Let's see how Lloyd & Harry: Dumb and Dumberer will turn out.


----------



## Richard King (Mar 25, 2002)

I am not at all a Jim Carrey fan (actually can't stand the guy), but I have to admit he did a great job in The Mask. A very enjoyable movie. :lol:


----------



## Unthinkable (Sep 13, 2002)

1) Dumb and Dumber
2) Liar Liar
3) Ace Ventura Pet Detective
4) The Mask
5) The Truman Show


----------



## raj2001 (Nov 2, 2002)

For me:

I don't know if this will count, but I liked Jim Carrey ALOT better in "In Living color".

For movies:
1. Liar Liar
2. The Cable Guy
3. Me myself and Irene.


----------



## TNGTony (Mar 23, 2002)

If you're looking for the most idiotic laughter available, Dumb and Dumber is the stupidest movie I've ever liked. I'm laughing remembering the toilet scene as I type (which ironically was not Jim Carrey)

But as far as ACTING... As far as a movie where there was a real three dimensional character that was fleshed out by the actor, there is only one real choice as to the "best" movie. *The Truman Show* is the only movie which actually required acting. It is also the only movie in which Mr. Carrey proved that he has the ability to actually act.

The Andy Koffman movie (Man on the Moon) was a bad movie, but Jim proved he could act. At times I forgot it WASN'T Andy on the screen Jim did such a good job.

See ya
Tony


----------



## Martyva (Apr 23, 2002)

The Majestic


----------



## raj2001 (Nov 2, 2002)

Oh yeah, I forgot to mention I liked "me myself and Irene" more so for the supporting actors, like the short man and his (well Jim Carrey's) two black kids.


----------



## jrjcd (Apr 23, 2002)

i thought the one where he played the yellow wookie was kinda cute....


----------



## gcutler (Mar 23, 2002)

> _Originally posted by Martyva _
> *The Majestic *


Are we Agreeing, Can't be 

I think his Non-Over-The-Top acting like in Majestic, Truman Show and Man on the moon (was it scripted over the top as Andy K. or Jim going over the top?) is his very best. Like a Bill Murray he can play either side well but I enjoy seeing his "Straight Man"


----------



## gcutler (Mar 23, 2002)

> _Originally posted by raj2001 _
> *Oh yeah, I forgot to mention I liked "me myself and Irene" more so for the supporting actors, like the short man and his (well Jim Carrey's) two black kids. *


3 Black Kids.

Some guy brought his pre-teen daughter to see it in the theatre the opening weekend. Lets just say that due to Language with the 3 kids they left withing the first 15 minutes.


----------



## DarrellP (Apr 24, 2002)

I went to the theater this past Saturday and saw a trailer for a new JC movie that looks like it is going to be his funniest yet.

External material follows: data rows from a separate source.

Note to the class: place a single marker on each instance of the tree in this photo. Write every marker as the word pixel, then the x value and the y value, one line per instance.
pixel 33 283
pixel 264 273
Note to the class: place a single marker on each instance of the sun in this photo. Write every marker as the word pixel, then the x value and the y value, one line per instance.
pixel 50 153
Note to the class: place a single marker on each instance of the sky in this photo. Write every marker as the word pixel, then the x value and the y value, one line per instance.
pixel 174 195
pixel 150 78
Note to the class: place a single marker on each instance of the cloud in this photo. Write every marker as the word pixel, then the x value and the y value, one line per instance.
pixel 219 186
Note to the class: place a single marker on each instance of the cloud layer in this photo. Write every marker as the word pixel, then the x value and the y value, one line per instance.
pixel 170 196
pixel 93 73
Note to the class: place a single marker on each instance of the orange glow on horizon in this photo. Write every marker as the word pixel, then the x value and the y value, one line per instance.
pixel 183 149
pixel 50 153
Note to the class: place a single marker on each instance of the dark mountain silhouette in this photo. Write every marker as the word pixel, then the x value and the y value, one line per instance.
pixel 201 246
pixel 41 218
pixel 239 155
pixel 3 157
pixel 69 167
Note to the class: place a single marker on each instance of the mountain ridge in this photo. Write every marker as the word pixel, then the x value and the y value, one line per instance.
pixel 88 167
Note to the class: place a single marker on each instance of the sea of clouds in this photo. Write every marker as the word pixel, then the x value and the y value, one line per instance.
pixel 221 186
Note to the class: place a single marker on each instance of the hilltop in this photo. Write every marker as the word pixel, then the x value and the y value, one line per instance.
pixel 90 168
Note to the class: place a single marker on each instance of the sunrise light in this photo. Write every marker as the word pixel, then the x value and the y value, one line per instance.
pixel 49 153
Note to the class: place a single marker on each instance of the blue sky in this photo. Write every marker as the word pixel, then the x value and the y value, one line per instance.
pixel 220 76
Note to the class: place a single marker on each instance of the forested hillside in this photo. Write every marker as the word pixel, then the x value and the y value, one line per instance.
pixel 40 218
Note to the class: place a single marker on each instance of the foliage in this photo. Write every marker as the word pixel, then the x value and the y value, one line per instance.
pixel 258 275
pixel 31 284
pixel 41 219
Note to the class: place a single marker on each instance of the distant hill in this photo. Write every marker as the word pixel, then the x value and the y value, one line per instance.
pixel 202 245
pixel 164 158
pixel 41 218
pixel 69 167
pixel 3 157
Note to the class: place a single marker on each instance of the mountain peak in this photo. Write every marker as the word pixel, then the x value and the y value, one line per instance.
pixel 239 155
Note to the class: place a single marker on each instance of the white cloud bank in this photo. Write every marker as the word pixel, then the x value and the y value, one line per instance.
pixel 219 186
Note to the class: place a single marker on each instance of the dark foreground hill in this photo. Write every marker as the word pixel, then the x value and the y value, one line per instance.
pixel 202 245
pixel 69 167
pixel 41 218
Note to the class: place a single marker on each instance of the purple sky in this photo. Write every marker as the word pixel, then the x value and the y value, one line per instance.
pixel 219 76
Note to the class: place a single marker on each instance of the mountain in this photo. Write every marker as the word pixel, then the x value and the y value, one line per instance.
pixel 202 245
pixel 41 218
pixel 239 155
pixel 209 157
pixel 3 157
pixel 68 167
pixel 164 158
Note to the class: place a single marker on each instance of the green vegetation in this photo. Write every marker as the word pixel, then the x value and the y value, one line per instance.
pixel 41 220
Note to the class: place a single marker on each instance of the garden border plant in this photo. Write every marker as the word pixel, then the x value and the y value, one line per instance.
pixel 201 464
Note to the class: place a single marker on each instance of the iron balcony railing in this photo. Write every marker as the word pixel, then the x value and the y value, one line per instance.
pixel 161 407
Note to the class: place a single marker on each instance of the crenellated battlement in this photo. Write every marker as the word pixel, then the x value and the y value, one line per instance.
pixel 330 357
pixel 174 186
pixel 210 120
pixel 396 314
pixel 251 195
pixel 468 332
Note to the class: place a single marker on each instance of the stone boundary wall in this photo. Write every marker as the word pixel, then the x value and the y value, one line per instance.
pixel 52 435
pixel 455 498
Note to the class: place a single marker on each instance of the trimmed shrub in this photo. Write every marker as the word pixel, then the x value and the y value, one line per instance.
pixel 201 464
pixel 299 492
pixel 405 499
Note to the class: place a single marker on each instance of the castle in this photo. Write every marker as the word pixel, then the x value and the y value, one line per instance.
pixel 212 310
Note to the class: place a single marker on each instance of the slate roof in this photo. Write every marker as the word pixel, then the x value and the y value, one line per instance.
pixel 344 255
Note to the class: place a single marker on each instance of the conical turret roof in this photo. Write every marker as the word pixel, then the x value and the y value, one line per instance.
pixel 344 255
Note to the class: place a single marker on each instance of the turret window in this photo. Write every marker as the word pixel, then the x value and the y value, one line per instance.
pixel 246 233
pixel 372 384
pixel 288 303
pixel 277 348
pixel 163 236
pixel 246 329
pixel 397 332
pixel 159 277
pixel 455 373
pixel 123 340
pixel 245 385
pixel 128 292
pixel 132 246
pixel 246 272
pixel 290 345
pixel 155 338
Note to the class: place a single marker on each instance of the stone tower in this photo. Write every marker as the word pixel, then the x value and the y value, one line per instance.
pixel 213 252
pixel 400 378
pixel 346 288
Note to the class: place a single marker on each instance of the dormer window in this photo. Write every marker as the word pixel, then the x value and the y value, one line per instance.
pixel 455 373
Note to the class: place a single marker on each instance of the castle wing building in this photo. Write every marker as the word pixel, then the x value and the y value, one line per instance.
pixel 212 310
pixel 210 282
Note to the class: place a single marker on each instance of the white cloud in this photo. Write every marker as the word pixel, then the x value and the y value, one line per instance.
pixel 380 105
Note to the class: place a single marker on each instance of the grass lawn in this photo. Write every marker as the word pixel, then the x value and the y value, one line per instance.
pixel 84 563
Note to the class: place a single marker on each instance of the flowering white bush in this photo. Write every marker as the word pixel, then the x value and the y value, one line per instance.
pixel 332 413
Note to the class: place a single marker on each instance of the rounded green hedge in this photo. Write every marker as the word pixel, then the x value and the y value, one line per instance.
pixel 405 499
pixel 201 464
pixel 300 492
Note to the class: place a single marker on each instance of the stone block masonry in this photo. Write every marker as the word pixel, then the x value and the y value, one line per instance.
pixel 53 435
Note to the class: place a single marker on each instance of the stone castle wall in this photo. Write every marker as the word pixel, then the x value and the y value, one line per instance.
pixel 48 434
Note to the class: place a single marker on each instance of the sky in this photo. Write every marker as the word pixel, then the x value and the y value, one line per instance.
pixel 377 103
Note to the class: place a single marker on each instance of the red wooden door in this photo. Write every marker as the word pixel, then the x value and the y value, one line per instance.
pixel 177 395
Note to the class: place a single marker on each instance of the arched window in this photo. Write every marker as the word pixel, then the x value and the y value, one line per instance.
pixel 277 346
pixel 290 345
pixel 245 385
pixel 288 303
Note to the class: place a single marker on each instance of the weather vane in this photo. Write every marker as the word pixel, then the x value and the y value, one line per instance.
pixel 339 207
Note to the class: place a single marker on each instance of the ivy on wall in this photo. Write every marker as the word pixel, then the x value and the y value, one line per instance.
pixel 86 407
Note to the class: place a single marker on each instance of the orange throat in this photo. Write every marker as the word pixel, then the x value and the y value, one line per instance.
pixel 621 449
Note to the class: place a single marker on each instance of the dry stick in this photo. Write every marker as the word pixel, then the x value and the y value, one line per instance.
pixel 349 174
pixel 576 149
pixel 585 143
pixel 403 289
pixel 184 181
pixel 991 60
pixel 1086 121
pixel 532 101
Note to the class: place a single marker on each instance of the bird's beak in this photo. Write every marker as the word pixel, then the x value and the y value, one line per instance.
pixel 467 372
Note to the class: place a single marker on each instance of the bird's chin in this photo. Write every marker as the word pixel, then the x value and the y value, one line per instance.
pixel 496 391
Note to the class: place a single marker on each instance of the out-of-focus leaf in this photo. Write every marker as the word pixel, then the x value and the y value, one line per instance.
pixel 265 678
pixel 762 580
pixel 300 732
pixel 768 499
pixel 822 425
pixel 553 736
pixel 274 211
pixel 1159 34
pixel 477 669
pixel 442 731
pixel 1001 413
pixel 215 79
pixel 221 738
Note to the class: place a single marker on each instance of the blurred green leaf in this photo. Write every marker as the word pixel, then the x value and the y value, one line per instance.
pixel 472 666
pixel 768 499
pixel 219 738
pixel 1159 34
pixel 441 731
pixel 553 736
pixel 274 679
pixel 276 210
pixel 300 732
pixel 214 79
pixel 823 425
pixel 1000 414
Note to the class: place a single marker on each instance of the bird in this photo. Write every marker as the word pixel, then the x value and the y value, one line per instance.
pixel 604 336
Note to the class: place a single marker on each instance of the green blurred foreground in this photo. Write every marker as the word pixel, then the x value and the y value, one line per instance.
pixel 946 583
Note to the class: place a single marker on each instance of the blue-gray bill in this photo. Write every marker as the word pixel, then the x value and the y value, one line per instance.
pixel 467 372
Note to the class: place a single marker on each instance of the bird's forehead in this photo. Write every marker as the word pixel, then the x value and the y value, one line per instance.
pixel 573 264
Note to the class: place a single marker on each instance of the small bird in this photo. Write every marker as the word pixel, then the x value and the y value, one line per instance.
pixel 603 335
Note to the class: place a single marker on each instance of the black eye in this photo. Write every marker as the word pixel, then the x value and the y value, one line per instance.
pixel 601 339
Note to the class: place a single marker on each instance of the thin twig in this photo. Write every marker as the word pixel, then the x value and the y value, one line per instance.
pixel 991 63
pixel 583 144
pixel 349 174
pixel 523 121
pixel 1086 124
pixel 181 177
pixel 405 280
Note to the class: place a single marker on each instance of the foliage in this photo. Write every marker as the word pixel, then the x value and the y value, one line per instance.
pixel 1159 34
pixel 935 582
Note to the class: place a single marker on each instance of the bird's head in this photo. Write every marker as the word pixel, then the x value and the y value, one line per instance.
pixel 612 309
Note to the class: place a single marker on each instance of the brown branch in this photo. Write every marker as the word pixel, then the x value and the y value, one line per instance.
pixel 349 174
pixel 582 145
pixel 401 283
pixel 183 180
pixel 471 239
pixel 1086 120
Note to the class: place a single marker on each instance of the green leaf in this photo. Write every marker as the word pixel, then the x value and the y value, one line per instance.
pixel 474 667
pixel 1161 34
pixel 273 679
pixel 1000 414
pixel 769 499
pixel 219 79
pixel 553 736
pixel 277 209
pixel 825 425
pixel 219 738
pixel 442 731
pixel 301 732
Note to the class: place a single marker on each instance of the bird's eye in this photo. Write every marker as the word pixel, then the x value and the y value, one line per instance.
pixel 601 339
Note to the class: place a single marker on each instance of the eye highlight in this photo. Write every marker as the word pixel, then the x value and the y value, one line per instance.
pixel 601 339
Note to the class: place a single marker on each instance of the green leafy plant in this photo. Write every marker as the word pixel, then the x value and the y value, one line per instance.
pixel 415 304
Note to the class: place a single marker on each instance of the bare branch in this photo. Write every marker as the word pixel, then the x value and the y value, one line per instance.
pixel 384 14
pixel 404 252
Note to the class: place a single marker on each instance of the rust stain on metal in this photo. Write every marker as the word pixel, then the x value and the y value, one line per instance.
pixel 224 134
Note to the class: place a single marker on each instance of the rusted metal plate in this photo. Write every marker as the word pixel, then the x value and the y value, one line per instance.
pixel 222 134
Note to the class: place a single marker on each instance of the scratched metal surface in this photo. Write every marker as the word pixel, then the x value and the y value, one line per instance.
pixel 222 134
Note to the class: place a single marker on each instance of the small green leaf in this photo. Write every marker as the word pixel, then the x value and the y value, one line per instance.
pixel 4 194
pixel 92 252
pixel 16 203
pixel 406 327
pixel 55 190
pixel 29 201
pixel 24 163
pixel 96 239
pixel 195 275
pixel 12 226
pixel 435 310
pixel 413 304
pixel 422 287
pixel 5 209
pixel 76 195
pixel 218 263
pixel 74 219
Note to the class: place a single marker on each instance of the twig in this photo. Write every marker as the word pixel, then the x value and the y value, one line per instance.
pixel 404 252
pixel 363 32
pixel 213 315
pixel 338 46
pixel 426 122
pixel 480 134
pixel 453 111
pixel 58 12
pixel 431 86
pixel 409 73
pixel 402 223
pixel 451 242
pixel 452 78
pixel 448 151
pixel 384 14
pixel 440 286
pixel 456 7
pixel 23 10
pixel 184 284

I can't recall the name of it.


----------



## Dgenx321 (Jan 1, 2003)

Liar Liar, everytime I think about Jim in the Court House bathroom I can't stop laughing.


----------



## Unthinkable (Sep 13, 2002)

> _Originally posted by DarrellP _
> *I went to the theater this past Saturday and saw a trailer for a new JC movie that looks like it is going to be his funniest yet. I can't recall the name of it. *


That trailer for Bruce Almighty looks absolutely hilarious. I saw it before The Two Towers along with a teaser for Dumb and Dumberer and I believe it was being marketed under a different name last month. Looks like he's going back to his old school roots for this one.


----------



## cnsf (Jun 6, 2002)

Earth Girls are Easy
AND Once Bitten


----------